Né le 8 septembre 1912 à Cysoing (Nord), le Père Philippe est le huitième d’une famille de douze enfants, dont quatre deviendront moniales et trois religieux, comme lui, dans l’ordre dominicain. Prêtre ordonné en 1936, professeur à l’université de Fribourg (Suisse), Marie-Dominique Philippe est d’abord un grand prédicateur et un philosophe fécond, auteur d’une trentaine d’ouvrages inspirés par le thomisme le plus classique.
Il s’éloigne toutefois de l’ordre dominicain dont il n’épouse pas les options réformatrices après le concile Vatican II (1962-1965). Avec cinq étudiants français de Fribourg, il fonde en 1975 sa propre communauté, celle des Frères de Saint-Jean, d’abord rattachée à l’abbaye cistercienne de Lérins, puis reconnue par l’évêque d’Autun et installée dans l’ancien petit séminaire de Rimont (Saône-et-Loire), avant d’être promue par le Vatican comme congrégation religieuse autonome.
Le succès de cette communauté – dont le Père Philippe sera le prieur jusqu’en 2001 – est immédiat. Elle compte aujourd’hui 500 prêtres et frères dans une vingtaine de pays, ainsi que 250 religieuses. Elle ouvre des prieurés, ordonne des prêtres, se voit confier des paroisses en déclin, des centres de pèlerinages, des aumôneries de grands collèges (Stanislas à Paris, Passy-Buzenval à Rueil), ce qui suscite des tensions. On lui reproche de créer un clergé parallèle. Le Père Philippe est très introduit à Rome et proche de Jean Paul II, qui lui dit : "Vos jeunes frères sont les religieux de la deuxième évangélisation de l’Europe."

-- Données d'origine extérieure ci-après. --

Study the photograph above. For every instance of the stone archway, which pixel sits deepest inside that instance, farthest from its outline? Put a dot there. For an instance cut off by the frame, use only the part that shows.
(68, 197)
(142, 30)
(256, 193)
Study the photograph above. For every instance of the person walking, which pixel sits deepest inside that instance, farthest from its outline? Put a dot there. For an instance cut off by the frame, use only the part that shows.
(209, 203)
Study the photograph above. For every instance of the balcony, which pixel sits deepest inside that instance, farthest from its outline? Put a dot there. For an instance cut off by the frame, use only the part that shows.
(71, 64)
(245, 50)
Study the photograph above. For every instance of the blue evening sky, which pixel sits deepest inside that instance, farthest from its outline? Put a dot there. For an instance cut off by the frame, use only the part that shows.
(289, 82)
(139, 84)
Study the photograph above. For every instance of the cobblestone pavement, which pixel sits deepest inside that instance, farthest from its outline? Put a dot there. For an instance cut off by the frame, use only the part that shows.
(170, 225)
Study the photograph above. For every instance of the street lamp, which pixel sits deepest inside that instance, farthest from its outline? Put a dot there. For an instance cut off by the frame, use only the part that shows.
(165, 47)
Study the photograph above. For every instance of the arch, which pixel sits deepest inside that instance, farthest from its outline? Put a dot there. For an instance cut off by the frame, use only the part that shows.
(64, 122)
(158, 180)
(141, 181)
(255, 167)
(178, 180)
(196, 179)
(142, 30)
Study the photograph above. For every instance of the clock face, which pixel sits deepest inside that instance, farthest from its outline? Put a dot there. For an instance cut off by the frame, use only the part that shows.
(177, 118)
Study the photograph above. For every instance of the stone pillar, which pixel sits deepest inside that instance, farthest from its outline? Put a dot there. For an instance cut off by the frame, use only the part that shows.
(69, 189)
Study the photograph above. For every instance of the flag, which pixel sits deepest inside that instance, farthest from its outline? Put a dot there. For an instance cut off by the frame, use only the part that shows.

Mais les "Petits Gris" n’échappent pas aux dérives propres à toute nouvelle communauté : culte de la personnalité du fondateur, tendances sectaires (discipline de fer), idéologie très traditionnelle. Si la communauté de Saint-Jean recrute beaucoup de jeunes à la recherche d’une forte identité catholique, beaucoup aussi claquent la porte.
Le Père Philippe se voit reprocher de recruter sans solide formation. Il fait scandale aussi pour ses liens avec Mère Myriam, une Hongroise du nom de Tünde Szentes, l’une de ses anciennes étudiantes, fondatrice des Petites Soeurs de la compassion, d’Israël et de Saint-Jean, accusée d’être une secte.
En 2000, le cardinal Lustiger retire à la communauté la direction de l’aumônerie de Stanislas à Paris. Signe de ce malaise, en février 2006, pour les trente ans de sa fondation, le pape Benoît XVI demandait au Père Philippe "un discernement plus profond des vocations", ainsi qu’"une collaboration confiante avec les responsables des Eglises locales".